Ethical Marketing. For some companies that phrase may seem like an oxymoron similar to “government intelligence.” For others however, it’s a core operating value.
What exactly is “Ethical marketing”? According to a recently released white paper on that subject, ethical marketing is a model of ethical interactivity between businesses and consumers that includes seven practices – notice, choice, access, contact, security, horizon and intrusiveness.
Every day there are exciting new technologies being created that open up endless possibilities for Internet Marketers. As a small business owner, your email box is probably already flooded with offers every day, telling you about the “next big thing” that will help you sell more of your products or services to scores of hungry buyers.
Right now, when a customer visits your Website, you’ve got the potential to track what pages they visit, how long they stay, what links they follow. To help make buying from you even easier, your customers have the option of letting you “remember” their personal information – everything from physical address to preferences and previous purchases to their credit card information.
You can even get their personal information – such as IP and email addresses, without them having to type a single word, or lift a finger to click a mouse.
Technology, by itself, isn’t inherently good or bad. What makes the difference is your intent and how you use it.
Here are five issues when it comes to addressing privacy issues that you should be thinking about, to ensure that your company is participating in “ethical marketing” practices.
Gathering Information – Addressing Consumer Privacy Issues
NOTICE: Do you tell consumers what information you’re collecting, how it will be used, whether it will be disclosed to anyone else, and whether or not you’re using cookies?
CHOICE: Do you give visitors to your Website the choice to agree with how you gather information and use it?
ACCESS: Do visitors to your Website have access to the information you collect about them? Do they have the ability to review and make changes to that information?
SECURITY: Do you let your customers know that you understand their concerns about the protection of their private information, and use best practices when transferring or storing their information?
CONTACT: Do your visitors and know how to contact you, and have the name of someone in your company to ask questions or register complaints about privacy concerns or complaints? And are those concerns or complaints handled in a professional manner immediately?
Being ethical and honest in all business dealings has always been considered good business practice. Doing business the way it has “always been done” just doesn’t work with savvy consumers any longer. In the wake of scandals like Enron and Arthur Anderson and others, consumers have become more cautious and skeptical and want to know more about the companies they’re doing business with. Because of their concerns over privacy and safety issues, many consumers are still hesitant about making purchases on the Web.
So can your company’s core operating values – its ethics – become an effective marketing tool?
Some experts say yes.
Here are some of the top ways small businesses can attract new customers and maintain strong support and loyalty from current ones:
1. Include words about your company’s integrity, commitment to excellence and high standards in all your marketing, advertising and on your Webpages. When you’re thinking about what you want to say, think about these questions: How long has your company been committed to excellence? Do you believe in integrity? How do you handle customer service?

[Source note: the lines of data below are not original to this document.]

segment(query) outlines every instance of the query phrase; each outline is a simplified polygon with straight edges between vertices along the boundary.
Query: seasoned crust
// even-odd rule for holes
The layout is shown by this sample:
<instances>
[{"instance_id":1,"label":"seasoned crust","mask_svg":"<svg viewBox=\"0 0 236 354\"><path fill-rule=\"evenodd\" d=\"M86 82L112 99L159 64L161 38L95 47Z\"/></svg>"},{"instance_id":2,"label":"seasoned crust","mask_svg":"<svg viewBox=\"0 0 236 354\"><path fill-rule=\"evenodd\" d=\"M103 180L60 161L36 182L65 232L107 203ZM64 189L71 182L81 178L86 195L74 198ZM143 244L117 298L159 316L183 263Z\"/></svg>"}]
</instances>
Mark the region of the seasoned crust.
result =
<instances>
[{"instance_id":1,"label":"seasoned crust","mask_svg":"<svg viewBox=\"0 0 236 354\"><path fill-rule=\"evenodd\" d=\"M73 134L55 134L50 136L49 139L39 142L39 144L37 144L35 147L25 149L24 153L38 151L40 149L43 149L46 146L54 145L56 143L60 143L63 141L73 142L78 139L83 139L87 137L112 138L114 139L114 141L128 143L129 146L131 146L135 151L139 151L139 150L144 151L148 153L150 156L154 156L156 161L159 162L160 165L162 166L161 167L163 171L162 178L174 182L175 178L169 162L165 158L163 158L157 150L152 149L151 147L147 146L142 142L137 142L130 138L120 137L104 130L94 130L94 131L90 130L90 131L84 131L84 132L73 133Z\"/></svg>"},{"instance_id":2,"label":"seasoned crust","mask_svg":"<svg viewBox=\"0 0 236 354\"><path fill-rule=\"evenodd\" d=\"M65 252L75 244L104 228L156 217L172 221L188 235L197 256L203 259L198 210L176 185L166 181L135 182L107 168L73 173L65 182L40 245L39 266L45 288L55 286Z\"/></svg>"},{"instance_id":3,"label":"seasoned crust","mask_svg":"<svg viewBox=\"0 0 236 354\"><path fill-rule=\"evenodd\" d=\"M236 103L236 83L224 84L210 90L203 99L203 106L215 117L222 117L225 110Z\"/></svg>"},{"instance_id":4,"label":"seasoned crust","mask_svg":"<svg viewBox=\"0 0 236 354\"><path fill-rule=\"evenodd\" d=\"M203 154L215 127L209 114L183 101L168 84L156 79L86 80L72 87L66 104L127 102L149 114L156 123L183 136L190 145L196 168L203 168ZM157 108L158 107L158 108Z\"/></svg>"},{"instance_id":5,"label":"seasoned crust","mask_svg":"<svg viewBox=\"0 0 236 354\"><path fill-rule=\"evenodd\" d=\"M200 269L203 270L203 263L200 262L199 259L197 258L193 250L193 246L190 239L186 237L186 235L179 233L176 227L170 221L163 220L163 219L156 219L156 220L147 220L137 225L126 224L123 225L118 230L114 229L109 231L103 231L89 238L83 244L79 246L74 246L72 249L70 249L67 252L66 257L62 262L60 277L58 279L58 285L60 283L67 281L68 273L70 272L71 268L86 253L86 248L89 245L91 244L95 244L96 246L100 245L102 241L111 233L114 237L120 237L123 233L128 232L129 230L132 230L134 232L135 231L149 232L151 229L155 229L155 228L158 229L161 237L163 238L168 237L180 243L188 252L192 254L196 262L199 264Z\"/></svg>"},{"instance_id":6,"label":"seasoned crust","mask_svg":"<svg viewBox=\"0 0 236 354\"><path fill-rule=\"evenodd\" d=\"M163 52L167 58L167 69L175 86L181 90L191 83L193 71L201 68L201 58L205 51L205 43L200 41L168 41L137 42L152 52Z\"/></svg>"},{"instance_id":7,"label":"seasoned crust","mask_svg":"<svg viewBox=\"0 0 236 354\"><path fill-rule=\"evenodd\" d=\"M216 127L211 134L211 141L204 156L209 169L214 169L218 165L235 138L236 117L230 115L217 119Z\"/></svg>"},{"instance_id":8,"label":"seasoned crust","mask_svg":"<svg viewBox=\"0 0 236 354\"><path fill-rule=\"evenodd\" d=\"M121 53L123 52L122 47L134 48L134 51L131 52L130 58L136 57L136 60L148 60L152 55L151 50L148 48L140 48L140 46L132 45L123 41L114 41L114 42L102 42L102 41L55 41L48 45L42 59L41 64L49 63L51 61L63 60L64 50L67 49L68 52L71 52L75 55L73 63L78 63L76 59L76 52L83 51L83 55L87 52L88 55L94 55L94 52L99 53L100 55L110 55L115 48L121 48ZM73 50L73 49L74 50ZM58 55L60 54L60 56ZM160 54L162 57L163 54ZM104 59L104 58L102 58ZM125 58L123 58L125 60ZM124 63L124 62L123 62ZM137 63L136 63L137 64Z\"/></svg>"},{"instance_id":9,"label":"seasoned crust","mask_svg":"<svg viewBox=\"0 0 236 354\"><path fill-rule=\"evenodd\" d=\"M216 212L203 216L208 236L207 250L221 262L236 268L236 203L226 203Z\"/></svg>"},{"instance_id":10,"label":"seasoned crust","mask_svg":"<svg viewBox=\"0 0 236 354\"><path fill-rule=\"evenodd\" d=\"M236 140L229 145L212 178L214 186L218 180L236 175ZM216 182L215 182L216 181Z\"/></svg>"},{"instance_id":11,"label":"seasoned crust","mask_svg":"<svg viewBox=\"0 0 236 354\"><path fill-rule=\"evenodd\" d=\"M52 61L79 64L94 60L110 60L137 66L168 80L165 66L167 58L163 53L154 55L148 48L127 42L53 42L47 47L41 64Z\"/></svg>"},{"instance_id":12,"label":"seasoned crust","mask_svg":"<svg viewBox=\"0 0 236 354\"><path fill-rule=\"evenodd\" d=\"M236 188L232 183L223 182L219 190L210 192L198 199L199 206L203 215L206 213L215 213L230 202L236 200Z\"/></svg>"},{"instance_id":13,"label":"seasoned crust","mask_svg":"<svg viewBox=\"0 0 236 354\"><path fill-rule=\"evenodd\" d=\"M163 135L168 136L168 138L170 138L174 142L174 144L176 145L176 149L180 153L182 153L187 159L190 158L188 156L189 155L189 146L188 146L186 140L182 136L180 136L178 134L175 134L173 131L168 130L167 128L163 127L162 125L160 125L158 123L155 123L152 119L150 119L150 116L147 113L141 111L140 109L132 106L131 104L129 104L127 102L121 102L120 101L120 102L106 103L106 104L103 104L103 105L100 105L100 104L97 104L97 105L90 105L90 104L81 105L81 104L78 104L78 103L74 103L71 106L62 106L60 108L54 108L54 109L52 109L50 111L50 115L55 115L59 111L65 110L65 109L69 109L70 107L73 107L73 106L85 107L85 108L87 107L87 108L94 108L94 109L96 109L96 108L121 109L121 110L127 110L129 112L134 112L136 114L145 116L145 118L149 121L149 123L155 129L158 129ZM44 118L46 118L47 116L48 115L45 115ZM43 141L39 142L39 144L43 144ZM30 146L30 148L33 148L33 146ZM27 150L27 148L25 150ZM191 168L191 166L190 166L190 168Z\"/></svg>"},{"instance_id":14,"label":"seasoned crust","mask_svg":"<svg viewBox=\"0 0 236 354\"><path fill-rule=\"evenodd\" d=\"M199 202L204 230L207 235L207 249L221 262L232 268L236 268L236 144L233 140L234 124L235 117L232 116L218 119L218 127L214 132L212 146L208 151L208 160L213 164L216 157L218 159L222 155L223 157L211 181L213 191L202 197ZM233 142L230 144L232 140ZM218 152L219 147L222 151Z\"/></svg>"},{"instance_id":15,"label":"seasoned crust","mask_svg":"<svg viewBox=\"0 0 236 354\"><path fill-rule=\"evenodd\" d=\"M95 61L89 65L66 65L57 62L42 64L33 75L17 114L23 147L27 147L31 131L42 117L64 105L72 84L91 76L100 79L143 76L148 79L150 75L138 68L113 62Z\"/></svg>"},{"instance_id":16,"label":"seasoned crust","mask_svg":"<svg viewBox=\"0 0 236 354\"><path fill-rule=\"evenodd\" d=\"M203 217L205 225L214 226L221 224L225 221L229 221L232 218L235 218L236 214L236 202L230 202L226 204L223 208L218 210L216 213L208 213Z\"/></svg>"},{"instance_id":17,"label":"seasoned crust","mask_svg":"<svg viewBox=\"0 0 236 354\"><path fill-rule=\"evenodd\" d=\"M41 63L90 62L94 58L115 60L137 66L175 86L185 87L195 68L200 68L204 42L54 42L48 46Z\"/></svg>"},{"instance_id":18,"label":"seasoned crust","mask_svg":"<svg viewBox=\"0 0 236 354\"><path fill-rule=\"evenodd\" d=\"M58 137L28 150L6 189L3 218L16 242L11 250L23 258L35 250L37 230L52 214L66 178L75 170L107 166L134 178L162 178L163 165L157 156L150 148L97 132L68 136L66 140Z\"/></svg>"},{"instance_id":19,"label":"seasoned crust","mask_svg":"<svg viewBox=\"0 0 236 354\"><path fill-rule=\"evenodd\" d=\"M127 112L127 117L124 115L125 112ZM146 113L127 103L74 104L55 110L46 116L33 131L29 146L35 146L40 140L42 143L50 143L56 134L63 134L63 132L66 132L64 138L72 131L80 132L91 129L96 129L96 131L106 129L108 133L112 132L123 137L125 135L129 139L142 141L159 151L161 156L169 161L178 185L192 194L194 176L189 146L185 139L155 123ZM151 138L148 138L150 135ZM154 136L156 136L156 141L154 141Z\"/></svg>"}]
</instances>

2. Offer concrete examples of how you’re committed to excellence, integrity and honesty in all your dealings. Instead of just saying “Our service department is committed to excellence” explain why. What procedure do they follow? How are your employees involved in ensuring customer satisfaction? What guarantees do you offer your customers?
3. Get feedback from your customers. Even if you’re the only employee in your business, you can benefit from one of the secrets used by the Fortune 500 companies – it’s called “primary market research” but what it boils down to is asking your customers questions. Find out what they liked about doing business with you. But also ask what they DIDN’T like, and then take steps to solve any problems right away! Don’t make excuses, and don’t make it tough for your customers to fix something they consider to be a problem. Figure out a guarantee, and then stand behind it.
4. If you own a brick and mortar store, you can run quarterly promotions and in-house contests. For example, one inexpensive idea is to run a contest that rewards the employee who provides the best customer service during a specific time period. Or give your employees buttons that say “Ask about our 100 percent guarantee” etc. You can get really creative and make it fun for your customers and your employees, with the end result that everyone knows about your companies ethics and core operating values.
5. Add tag lines under your company name that talk about your company’s values. Include the same tag line on all marketing materials. Just remember to use statements that your company will be able to stand behind for a long time, because once that’s what you become known for, the image will stick.
Just remember that if you're going to use your company's ethics as a marketing tool, you need to adhere to them completely, with a "no tolerance" policy for any unethical practices. If you don't, this marketing tool could backfire, and you'll end up losing your credibility and your customers.